Neat 3D modelling - I should really get into it, but I'm from the old school of patternmaking (learned it 35+ years ago when I was working my way through school), where you make the master by hand on the bench, figure out the shrink allowance and adjust the pattern to suit. Wow, how much easier would it be to push the button on the keyboard to make the pattern a little bigger and then CNC the master?
Looks like a pretty big riser for the part (a lot of metal left in it after chilling) - but too much is better than too little, right - and the foundry just remelts the offcuts anyway? Also wondered why your foundry didn't suggest using a gating system and pour a number of parts at one time?
I gather it's A356 aluminum alloy - seems to be the bread and butter casting alloy in these parts and the finished product doesn't seem to exhibit any of the issues of a casting with a lot of reclaim in it?
BTW, the above are not criticisms, just questions - there are many, many ways to accomplish the task and... I was just curious.
Your attention to detail is awesome , incredible, inspirational - maybe just the thing to shake a lot of us out of our winter lethargy, up here in the frozen north.
Most excellent build.
Pat
 
God damn, this may be one of my favourite builds on this site. Love the fabrication work you've put in and the cast covers turned out very nice.

Looking forward to seeing a pic with the bodywork back on the bike, but damn, it looked good in satin black! :-X
 
Thanks guys. Just having fun.


pacomotorstuff said:
Hi Doc,
Nice investment casting - the oldest casting method known to mankind and still a great way to make parts. Something you learned in your day job (you're a dentist, right)?
Hahaha. I'm no dentist, or even a real doctor. just a nickname that stuck from highschool.

pacomotorstuff said:
Wow, how much easier would it be to push the button on the keyboard to make the pattern a little bigger and then CNC the master?

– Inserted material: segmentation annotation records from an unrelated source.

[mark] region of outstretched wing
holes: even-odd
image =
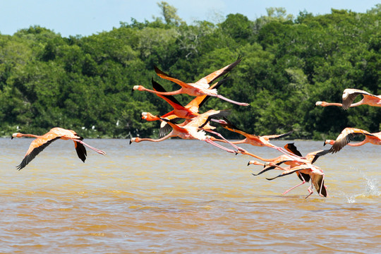
[[[379,99],[378,97],[370,94],[369,92],[365,91],[358,89],[346,88],[343,92],[343,109],[348,109],[348,108],[353,102],[356,97],[359,95],[362,95],[364,97],[369,96],[372,97],[377,97],[377,99]]]
[[[236,126],[234,124],[233,124],[233,123],[231,123],[230,121],[227,120],[227,119],[224,119],[225,121],[226,122],[226,123],[220,123],[220,125],[224,127],[224,128],[230,131],[233,131],[233,132],[235,132],[235,133],[239,133],[241,135],[243,135],[244,136],[248,136],[248,135],[252,135],[252,136],[255,136],[255,135],[253,135],[253,134],[249,134],[247,132],[246,132],[245,131],[242,131],[241,129],[239,129],[237,126]]]
[[[218,81],[217,83],[212,85],[209,89],[217,89],[228,80],[227,77],[224,77],[224,79]],[[198,109],[202,106],[204,103],[210,97],[209,95],[200,95],[193,99],[190,102],[189,102],[186,108],[189,109],[191,107],[197,107]]]
[[[268,179],[268,178],[266,178],[266,179],[269,180],[269,181],[271,181],[271,180],[274,180],[278,177],[281,177],[281,176],[287,176],[287,175],[289,175],[289,174],[291,174],[293,173],[295,173],[296,171],[299,171],[301,170],[303,170],[303,169],[310,169],[310,166],[308,166],[307,164],[302,164],[302,165],[300,165],[300,166],[296,166],[296,167],[293,167],[292,169],[289,169],[289,170],[286,170],[284,171],[283,171],[281,174],[275,176],[275,177],[273,177],[273,178],[270,178],[270,179]]]
[[[151,80],[151,83],[152,83],[152,87],[155,91],[157,92],[167,92],[165,89],[157,82],[155,81],[153,78]],[[168,102],[171,106],[174,107],[174,109],[176,108],[183,108],[183,105],[172,95],[162,95],[156,94],[156,95],[159,96],[160,98],[164,99],[167,102]]]
[[[241,60],[242,60],[242,57],[241,57],[241,56],[238,56],[238,57],[237,58],[237,60],[236,60],[236,61],[234,62],[233,64],[230,64],[229,65],[226,66],[225,67],[218,71],[212,72],[208,75],[201,78],[200,80],[197,81],[195,83],[198,85],[198,84],[202,85],[202,84],[210,84],[213,83],[213,81],[214,81],[218,78],[225,75],[226,73],[231,71],[233,68],[236,67],[237,64],[238,64],[241,62]]]
[[[293,132],[294,132],[294,131],[290,131],[286,133],[275,134],[275,135],[267,135],[262,136],[262,138],[265,138],[266,140],[270,140],[270,139],[274,139],[274,138],[284,138],[284,137],[286,137],[288,135],[290,135]]]
[[[155,68],[155,71],[156,72],[156,74],[157,74],[157,75],[159,77],[162,78],[164,78],[166,80],[174,82],[175,83],[176,83],[178,85],[180,85],[183,87],[192,87],[192,86],[188,85],[187,83],[186,83],[185,82],[181,81],[181,80],[179,80],[177,78],[174,78],[174,77],[171,77],[169,75],[165,73],[164,72],[160,71],[159,69],[159,68],[157,68],[157,66],[154,66],[154,68]]]
[[[337,138],[334,141],[329,149],[329,152],[335,153],[341,150],[344,146],[346,146],[349,142],[353,140],[355,137],[361,135],[367,135],[369,136],[374,136],[368,131],[356,128],[346,128],[341,131],[340,135],[337,136]]]
[[[295,145],[294,143],[288,143],[284,145],[284,149],[286,149],[287,151],[292,152],[293,154],[298,155],[299,157],[302,157],[302,155],[301,152],[298,150]]]
[[[21,162],[21,163],[16,167],[17,169],[20,170],[23,169],[26,165],[28,165],[29,162],[32,161],[32,159],[35,159],[35,157],[39,153],[42,152],[44,149],[45,149],[53,141],[61,138],[61,137],[56,136],[53,137],[52,138],[52,138],[52,135],[47,135],[47,134],[38,138],[36,138],[32,142],[32,143],[29,146],[29,149],[28,150],[25,157]]]
[[[315,152],[312,152],[306,155],[307,159],[310,160],[311,164],[313,164],[320,156],[323,156],[329,152],[329,150],[319,150]]]
[[[195,126],[198,128],[202,128],[212,119],[218,119],[224,118],[226,121],[226,117],[230,114],[229,110],[213,110],[211,109],[205,113],[200,114],[195,117],[188,124],[189,126]]]
[[[83,162],[85,162],[85,160],[86,160],[86,156],[87,156],[87,153],[86,152],[86,148],[85,148],[85,145],[82,145],[81,143],[78,142],[74,142],[74,147],[75,148],[75,151],[77,152],[77,155],[78,155],[78,157],[82,160]]]

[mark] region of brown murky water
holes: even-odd
[[[308,184],[281,194],[295,175],[253,176],[250,157],[200,141],[87,140],[107,155],[83,163],[58,140],[17,171],[31,141],[0,139],[1,253],[381,253],[381,146],[319,158],[329,197],[305,199]]]

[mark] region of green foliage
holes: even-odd
[[[381,94],[380,5],[365,13],[301,12],[295,19],[282,8],[270,8],[255,20],[236,13],[217,24],[192,25],[176,8],[158,5],[162,18],[133,18],[88,37],[62,37],[40,26],[0,35],[1,134],[39,134],[60,126],[87,137],[157,136],[159,123],[142,121],[141,112],[172,109],[155,95],[131,92],[133,85],[150,88],[154,78],[167,90],[177,90],[154,66],[193,83],[238,56],[242,61],[219,93],[250,106],[210,98],[200,112],[231,109],[235,125],[258,135],[294,130],[293,138],[324,140],[347,126],[380,131],[380,108],[344,111],[315,102],[340,102],[346,87]],[[176,97],[184,105],[192,99]]]

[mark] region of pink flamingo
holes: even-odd
[[[355,98],[358,95],[363,95],[363,99],[358,102],[353,103]],[[316,102],[316,106],[327,107],[338,106],[342,107],[343,109],[346,110],[349,107],[357,107],[360,105],[369,105],[373,107],[381,107],[381,95],[374,95],[368,92],[358,89],[347,88],[343,92],[343,103],[330,103],[326,102]]]
[[[350,142],[356,136],[364,135],[365,139],[357,143],[350,143]],[[376,133],[370,133],[367,131],[361,130],[356,128],[346,128],[337,136],[336,140],[327,140],[325,142],[332,145],[329,152],[332,153],[337,152],[341,150],[346,145],[350,146],[360,146],[367,143],[373,145],[381,145],[381,132]]]
[[[225,123],[221,123],[221,126],[224,127],[224,128],[229,130],[231,131],[239,133],[241,135],[243,135],[246,137],[245,139],[238,141],[231,141],[231,143],[233,144],[250,144],[255,146],[262,146],[262,147],[271,147],[275,150],[277,150],[278,151],[285,154],[286,155],[289,156],[290,159],[295,159],[295,160],[300,160],[301,157],[298,155],[296,155],[292,152],[289,152],[285,149],[283,149],[283,147],[279,147],[278,146],[276,146],[272,143],[270,143],[270,139],[274,138],[279,138],[286,137],[287,135],[289,135],[291,133],[293,133],[293,131],[289,131],[286,133],[284,134],[279,134],[279,135],[264,135],[264,136],[259,136],[254,134],[250,134],[244,131],[240,130],[236,126],[234,126],[231,122],[230,122],[226,119],[224,119]],[[219,141],[219,142],[226,142],[223,140],[219,140],[217,138],[212,138],[213,141]],[[241,148],[240,149],[240,152],[243,155],[248,155],[253,157],[253,154],[250,154],[248,151],[245,150],[244,149]],[[303,158],[301,158],[303,159]]]
[[[176,84],[181,85],[181,88],[180,88],[179,90],[176,91],[173,91],[173,92],[158,92],[158,91],[147,89],[142,85],[135,85],[133,87],[133,90],[138,90],[139,91],[147,91],[149,92],[155,93],[157,95],[180,95],[180,94],[187,94],[191,96],[209,95],[209,96],[216,97],[217,98],[224,99],[226,102],[229,102],[233,104],[236,104],[237,105],[248,106],[249,105],[248,103],[238,102],[232,99],[228,99],[226,97],[224,97],[222,95],[217,95],[217,90],[215,88],[210,89],[209,84],[210,83],[212,83],[213,80],[214,80],[216,78],[219,78],[220,76],[226,73],[228,71],[231,71],[234,66],[236,66],[237,64],[239,64],[239,62],[241,62],[241,57],[238,57],[238,59],[233,64],[231,64],[218,71],[216,71],[209,74],[208,75],[201,78],[200,80],[199,80],[195,83],[186,83],[177,78],[171,77],[168,74],[160,71],[157,67],[155,66],[155,71],[156,71],[156,73],[157,74],[157,75],[159,75],[160,78],[176,83]]]
[[[298,155],[300,157],[302,156],[301,152],[298,151],[296,147],[294,145],[294,143],[286,144],[284,146],[284,147],[289,152],[293,152],[294,154],[296,155]],[[316,160],[320,156],[325,155],[329,152],[329,151],[328,150],[319,150],[319,151],[310,152],[307,155],[306,155],[306,159],[304,160],[304,162],[303,163],[300,162],[299,161],[291,159],[289,157],[286,155],[281,155],[279,157],[277,157],[273,159],[263,159],[263,158],[261,158],[260,157],[255,155],[254,157],[256,157],[257,159],[261,159],[267,162],[265,164],[260,164],[260,162],[252,160],[248,163],[248,166],[250,164],[265,166],[265,168],[262,171],[260,171],[258,174],[253,174],[253,175],[254,176],[258,176],[268,170],[276,169],[277,168],[276,165],[280,166],[283,163],[286,164],[286,165],[289,165],[289,169],[293,169],[296,167],[298,167],[303,164],[307,164],[307,165],[311,164],[312,166],[312,164],[316,162]],[[298,177],[299,178],[299,179],[301,179],[302,182],[292,187],[291,188],[286,190],[284,193],[282,193],[283,195],[287,193],[289,191],[310,181],[310,177],[309,174],[305,174],[303,171],[296,171],[296,173]]]
[[[212,133],[212,134],[217,135],[222,138],[224,138],[221,134],[212,131],[207,128],[207,122],[212,118],[219,118],[225,116],[228,114],[227,111],[217,111],[211,109],[205,113],[199,114],[198,116],[193,118],[189,123],[181,126],[173,123],[171,120],[168,120],[164,118],[161,118],[162,121],[168,123],[173,128],[172,131],[166,136],[159,139],[152,138],[133,138],[130,140],[130,144],[133,142],[139,143],[142,141],[150,141],[150,142],[161,142],[171,137],[179,137],[183,139],[197,139],[199,140],[205,141],[210,144],[212,144],[219,148],[221,148],[228,152],[236,154],[238,152],[228,149],[222,145],[220,145],[210,139],[210,135],[207,135],[205,131]],[[228,142],[229,143],[229,142]],[[237,146],[231,144],[234,148],[238,149]]]
[[[33,134],[23,134],[20,133],[16,133],[12,134],[11,139],[13,138],[22,138],[22,137],[30,137],[35,138],[36,139],[32,141],[29,149],[27,151],[24,159],[21,163],[17,166],[18,170],[25,167],[32,159],[33,159],[39,153],[42,152],[44,149],[46,148],[49,145],[50,145],[53,141],[56,140],[57,139],[61,139],[64,140],[71,140],[74,141],[74,147],[77,152],[78,157],[85,162],[86,159],[86,149],[85,146],[95,150],[99,154],[105,155],[106,153],[102,150],[92,147],[89,145],[85,143],[83,141],[83,138],[79,136],[74,131],[66,130],[62,128],[53,128],[47,133],[42,135],[37,135]]]
[[[271,164],[271,162],[270,163]],[[309,194],[308,195],[307,195],[307,197],[306,197],[306,198],[308,198],[313,193],[313,186],[315,186],[316,191],[318,191],[320,195],[327,198],[327,188],[324,185],[325,174],[322,170],[320,169],[319,167],[313,166],[311,164],[301,164],[301,165],[294,167],[289,166],[285,168],[282,167],[274,164],[271,164],[271,165],[279,169],[282,169],[284,171],[281,174],[275,177],[270,178],[270,179],[266,178],[266,179],[271,181],[271,180],[275,179],[276,178],[284,176],[286,176],[286,175],[289,175],[295,172],[301,172],[305,174],[308,174],[311,179],[311,186],[308,187],[308,190]],[[288,190],[286,190],[283,194],[288,193],[291,190],[294,189],[294,188],[303,183],[300,183],[298,186],[293,187]]]

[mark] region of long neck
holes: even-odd
[[[342,103],[337,103],[337,102],[325,102],[325,104],[322,105],[322,107],[328,107],[328,106],[337,106],[337,107],[343,107]]]
[[[38,138],[41,136],[38,135],[35,135],[35,134],[23,134],[23,133],[19,133],[17,135],[17,138],[23,138],[23,137]]]
[[[361,141],[361,142],[358,142],[358,143],[348,143],[348,144],[346,144],[346,145],[349,145],[349,146],[360,146],[360,145],[364,145],[365,143],[368,143],[368,142],[369,142],[369,140],[368,140],[368,139],[365,138],[365,140],[363,140]]]
[[[150,141],[150,142],[160,142],[165,140],[166,139],[168,139],[171,137],[174,137],[176,135],[174,135],[174,131],[171,131],[169,134],[167,135],[164,136],[163,138],[159,138],[159,139],[153,139],[153,138],[139,138],[139,142],[141,141]]]
[[[273,162],[274,161],[274,159],[262,158],[262,157],[259,157],[258,155],[255,155],[254,154],[250,153],[250,152],[248,152],[248,151],[246,151],[246,150],[245,150],[245,152],[241,152],[241,153],[243,154],[243,155],[250,155],[251,157],[253,157],[254,158],[259,159],[260,159],[261,161],[263,161],[263,162]]]
[[[152,93],[155,93],[155,94],[157,94],[157,95],[179,95],[181,93],[184,93],[183,91],[183,88],[180,88],[178,90],[172,91],[172,92],[157,92],[157,91],[152,90],[150,90],[150,89],[147,89],[145,87],[143,87],[142,89],[142,90],[149,92],[152,92]]]

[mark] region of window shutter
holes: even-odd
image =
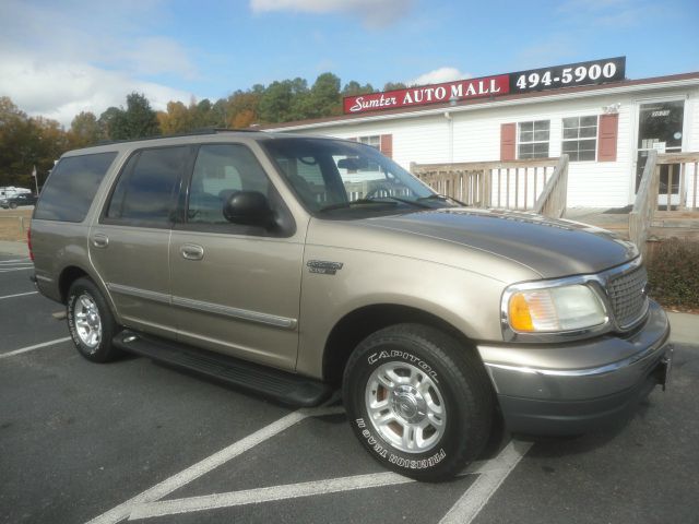
[[[500,124],[500,160],[513,160],[517,142],[517,124]]]
[[[618,115],[600,115],[597,160],[616,162],[616,142],[619,132]]]
[[[393,135],[392,134],[382,134],[381,135],[381,144],[380,144],[381,153],[383,153],[389,158],[393,157]]]

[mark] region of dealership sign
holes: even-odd
[[[557,90],[624,80],[626,57],[532,69],[517,73],[458,80],[443,84],[369,93],[344,98],[344,112],[357,114],[400,107],[447,104],[471,98],[495,98],[508,94]]]

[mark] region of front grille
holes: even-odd
[[[607,294],[614,317],[620,327],[630,327],[648,310],[645,284],[648,274],[642,265],[607,282]]]

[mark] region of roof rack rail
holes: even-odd
[[[181,136],[198,136],[201,134],[218,134],[218,133],[263,133],[261,129],[250,129],[250,128],[200,128],[194,129],[192,131],[188,131],[187,133],[177,133],[177,134],[155,134],[151,136],[143,136],[140,139],[126,139],[126,140],[103,140],[97,142],[95,145],[109,145],[109,144],[125,144],[129,142],[142,142],[144,140],[158,140],[158,139],[177,139]]]

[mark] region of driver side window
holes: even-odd
[[[189,190],[187,222],[229,224],[223,209],[236,191],[269,196],[270,181],[254,155],[240,144],[206,144],[199,148]]]

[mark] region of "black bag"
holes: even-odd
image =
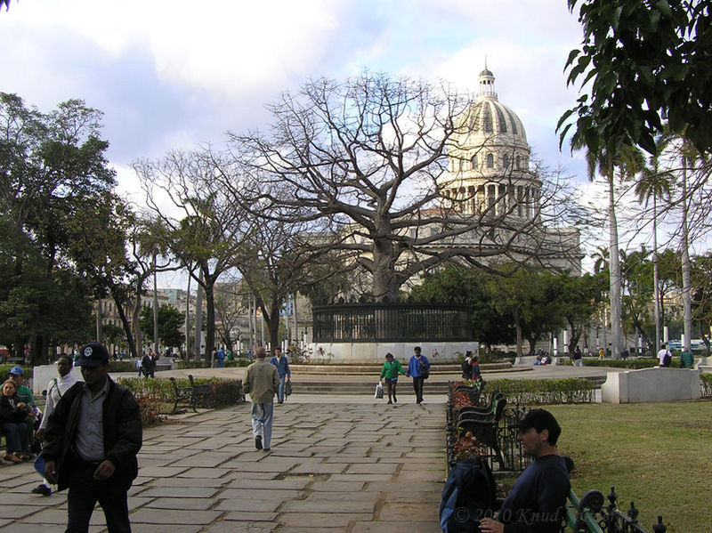
[[[444,533],[480,530],[480,521],[496,507],[495,479],[480,456],[457,463],[448,474],[440,502],[440,527]]]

Yeah it takes about 5 seconds to scale something in Rhino. Heres the 3-d printed master that I took a mold off of, and the original badge I based it off of.




pacomotorstuff said:
Looks like a pretty big riser for the part (a lot of metal left in it after chilling) - but too much is better than too little, right - and the foundry just remelts the offcuts anyway? Also wondered why your foundry didn't suggest using a gating system and pour a number of parts at one time?
I gather it's A356 aluminum alloy - seems to be the bread and butter casting alloy in these parts and the finished product doesn't seem to exhibit any of the issues of a casting with a lot of reclaim in it?

The foundry I have access to is operated by the sculpture department at my college. As a grad student I get a pass to do pretty much anything I want; interlope into other programs and departments. Its awesome. That being said, this foundry pours metal maybe 6 times a year for the sculpture students so there is a VERY loose/crude process established here. Typically sculpture doesn't need to "work" so a lot of things that would make castings unacceptable for industry use are widely tolerated here. I blew their minds when I showed them how to do a "face coat" with chopped fiberglass in the investment. That should inform you to the caliber of work they are turning out. I asked for their advice on gating and started talking details and got blank stares in return; its something I know little about, them as well. I did one cover per investment to keep the investments physically smaller. I have only done the plaster/silica investment once before, the other times I had access to ceramic slurry investment which is much better IMHO. The castings moved around a bit and there is porosity throughout. Its not too noticeable unless you inspect close up. I would not expect them to hold oil but its for the ignition cover so its good enough.